Une phrase issue de ce pavé de 710 pages résume tout : « La Chine est confrontée à une situation écologique et environnementale extrêmement sombre du fait de l’impact du réchauffement climatique mondial et des modifications de l’environnement sur son territoire ». Aussi, si l’Empire du Milieu ne fait pas des efforts rapidement, il pourrait se retrouver face à des problèmes économiques graves. Le premier émetteur de gaz à effet de serre (GES) de la planète a rejeté quelque 8,3 milliards de tonnes de dioxyde de carbone dans l’atmosphère en 2010. Et quand bien même il est aujourd’hui leader mondial en matière de production d’électricité d’origine éolienne et commence à s’enticher de la technologie photovoltaïque, le rapport prévoit des rejets compris entre 9 et 9,5 milliards de tonnes à l’horizon 2020.
Il prédit aussi une chute entre 5% et 20% des rendements agricoles d’ici 2050. Par ailleurs, si celle-ci pourrait être compensée par l’irrigation et le surplus d’engrais, ce n’est bien sûr pas forcément une bonne solution à long terme. Les températures, elles, pourraient augmenter de 2,5 à 4,6 degrés celsius à la fin du siècle (par rapport à la période 1961-1990). Une telle hausse serait catastrophique dans un pays déjà gravement touché par les sécheresses, notamment dans le nord.

On peut du reste lire dans le rapport que « les changements climatiques vont entraîner de graves déséquilibres pour ce qui est des ressources en eau de la Chine au fil des années. Dans la majeure partie des régions, les précipitations se concentreront de plus en plus sur les saisons des pluies – l’été et l’automne – et inondations et sécheresses seront de plus en plus fréquentes ». Et les experts d’avertir que, « sans mesures efficaces pour contrer le phénomène, les changements climatiques pourraient, dans la seconde moitié du XXIe siècle, constituer une menace pour la sécurité alimentaire du pays ».
Ils estiment de surcroît que 8 des 31 provinces souffriront de pénuries d’eau, les autres y étant confrontées périodiquement. Au Tibet, la fonte des glaciers s’intensifie : « depuis les années 1950, plus de 82% d’entre eux reculent, ce à un rythme qui s’est accéléré depuis les années 1990 ». Or, ces mêmes glaciers alimentent la plupart des fleuves du pays dont le Yangzi Jiang et le Fleuve Jaune.
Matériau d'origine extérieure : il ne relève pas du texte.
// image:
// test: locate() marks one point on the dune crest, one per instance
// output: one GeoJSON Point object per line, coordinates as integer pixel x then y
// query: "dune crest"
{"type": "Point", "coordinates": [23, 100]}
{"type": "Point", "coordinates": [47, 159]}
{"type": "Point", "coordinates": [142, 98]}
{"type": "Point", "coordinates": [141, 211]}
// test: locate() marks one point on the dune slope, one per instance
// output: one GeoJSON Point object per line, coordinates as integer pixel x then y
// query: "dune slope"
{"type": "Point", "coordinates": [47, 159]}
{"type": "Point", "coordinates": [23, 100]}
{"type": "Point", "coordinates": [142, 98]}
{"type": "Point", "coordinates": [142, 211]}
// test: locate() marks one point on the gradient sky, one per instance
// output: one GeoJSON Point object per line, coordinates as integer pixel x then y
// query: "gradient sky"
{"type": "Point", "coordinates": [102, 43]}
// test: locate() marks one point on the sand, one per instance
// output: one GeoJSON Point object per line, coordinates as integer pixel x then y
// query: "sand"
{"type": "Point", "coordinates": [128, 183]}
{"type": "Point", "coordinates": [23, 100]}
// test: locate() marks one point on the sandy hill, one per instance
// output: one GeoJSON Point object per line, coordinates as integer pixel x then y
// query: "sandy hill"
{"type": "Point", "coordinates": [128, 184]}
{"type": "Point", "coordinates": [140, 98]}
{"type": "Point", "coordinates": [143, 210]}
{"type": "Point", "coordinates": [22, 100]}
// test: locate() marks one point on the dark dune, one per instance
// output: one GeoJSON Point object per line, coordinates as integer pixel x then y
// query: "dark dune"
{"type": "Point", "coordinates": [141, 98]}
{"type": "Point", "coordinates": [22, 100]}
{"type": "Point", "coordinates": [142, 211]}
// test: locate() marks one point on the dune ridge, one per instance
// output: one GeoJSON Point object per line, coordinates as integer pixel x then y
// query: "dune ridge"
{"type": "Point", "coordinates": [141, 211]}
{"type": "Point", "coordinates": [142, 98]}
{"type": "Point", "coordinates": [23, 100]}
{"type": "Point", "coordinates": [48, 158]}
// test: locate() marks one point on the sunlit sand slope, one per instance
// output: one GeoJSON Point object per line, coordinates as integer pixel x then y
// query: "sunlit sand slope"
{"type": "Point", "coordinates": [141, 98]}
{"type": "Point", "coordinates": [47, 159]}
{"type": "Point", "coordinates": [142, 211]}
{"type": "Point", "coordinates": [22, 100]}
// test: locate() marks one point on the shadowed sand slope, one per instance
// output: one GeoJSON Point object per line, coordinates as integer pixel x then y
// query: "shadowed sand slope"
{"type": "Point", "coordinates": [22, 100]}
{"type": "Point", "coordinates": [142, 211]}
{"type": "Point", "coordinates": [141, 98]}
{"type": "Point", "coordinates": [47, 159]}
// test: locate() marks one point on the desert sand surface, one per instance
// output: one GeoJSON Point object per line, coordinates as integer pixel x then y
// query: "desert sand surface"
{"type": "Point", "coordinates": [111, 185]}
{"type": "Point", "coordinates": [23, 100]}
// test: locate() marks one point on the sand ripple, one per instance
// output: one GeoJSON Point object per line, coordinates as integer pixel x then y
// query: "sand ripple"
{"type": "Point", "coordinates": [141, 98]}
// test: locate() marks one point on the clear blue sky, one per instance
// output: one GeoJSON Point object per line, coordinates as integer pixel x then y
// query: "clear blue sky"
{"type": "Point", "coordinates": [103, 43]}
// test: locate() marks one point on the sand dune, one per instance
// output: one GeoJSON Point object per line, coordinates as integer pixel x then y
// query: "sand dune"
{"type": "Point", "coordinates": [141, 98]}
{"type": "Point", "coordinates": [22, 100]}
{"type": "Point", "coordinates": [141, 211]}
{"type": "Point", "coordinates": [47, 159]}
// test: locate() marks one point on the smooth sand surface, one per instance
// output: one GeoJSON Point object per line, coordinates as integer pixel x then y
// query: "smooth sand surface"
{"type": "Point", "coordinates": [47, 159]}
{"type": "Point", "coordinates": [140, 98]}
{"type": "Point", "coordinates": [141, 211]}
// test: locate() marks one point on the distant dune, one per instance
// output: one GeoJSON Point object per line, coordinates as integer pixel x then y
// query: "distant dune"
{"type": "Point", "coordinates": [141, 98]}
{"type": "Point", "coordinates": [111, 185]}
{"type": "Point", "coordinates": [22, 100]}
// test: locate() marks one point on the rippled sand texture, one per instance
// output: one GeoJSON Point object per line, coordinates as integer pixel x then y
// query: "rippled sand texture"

A contrario, les côtes ont été mises sous pression avec une élévation du niveau de la mer de 11,5 centimètres entre 1979 et 2009. Celui-ci pourrait encore monter de 15 centimètres dans les prochaines années, sachant que les typhons et les tempêtes risquent fort de ne faire qu’une bouchée des digues de la côte est, l’un des poumons économiques de la Chine.
La publication de ce rapport intervient un mois et demi après la clôture du Sommet sur le climat de Durban (Afrique du Sud), au cours duquel la délégation de l’Empire du Milieu a pesé de tout son poids pour ralentir les discussions. On ne peut qu’encourager les décideurs à changer de disque au plus vite.